All of the sadness and all of the desperation I have seen and felt on this journey through my sons addiction, I continue to believe that he is worthy and that he has a chance and that he can overcome this demon. Our biggest obstacle has been that he doesn't believe it himself or care or feel worthy or capable of change. This is a very hard and painful thing to watch. I have seen others who I believe feel the same hopelessness. It breaks my heart. I feel so much intense pain in watching these young people give up hope that I have decided to dedicate the rest of my life to helping youth to find their way and their "spark", discover their dreams and inspire their passion through recovery. 
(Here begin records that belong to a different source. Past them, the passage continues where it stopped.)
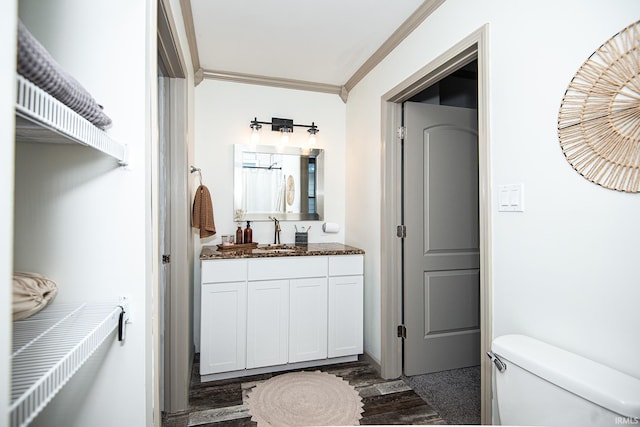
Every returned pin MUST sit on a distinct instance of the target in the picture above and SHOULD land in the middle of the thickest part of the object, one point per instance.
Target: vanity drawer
(346, 265)
(287, 267)
(221, 271)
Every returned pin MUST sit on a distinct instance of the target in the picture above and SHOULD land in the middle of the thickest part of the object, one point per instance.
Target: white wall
(8, 11)
(223, 111)
(82, 220)
(565, 270)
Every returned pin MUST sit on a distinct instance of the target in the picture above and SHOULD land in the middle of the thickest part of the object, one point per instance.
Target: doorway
(441, 280)
(472, 48)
My son is about to begin a new chapter in his story. I am praying that this chapter is a happy one. He will be finishing his time at the group home. We have made the painful but necessary decision that he cannot come home to live without serious help for his addictions, he has not  committed  to that, so he will have to find a place to live. He will rent a room and find a job and start his life. In the fall he says he will be going back to school and working part time. He seems committed to trying to get his life back and stay out of drugs, I'm praying he can do it on his own. So now I guess I step back and watch him take flight, and pray. 

1 comment:

  1. I'm so proud of your son, and your family, for this huge step and undertaking coming up -- and it is a blessing that you are so committed to helping others, youth and their families, in this situation. Our prayers are always with you.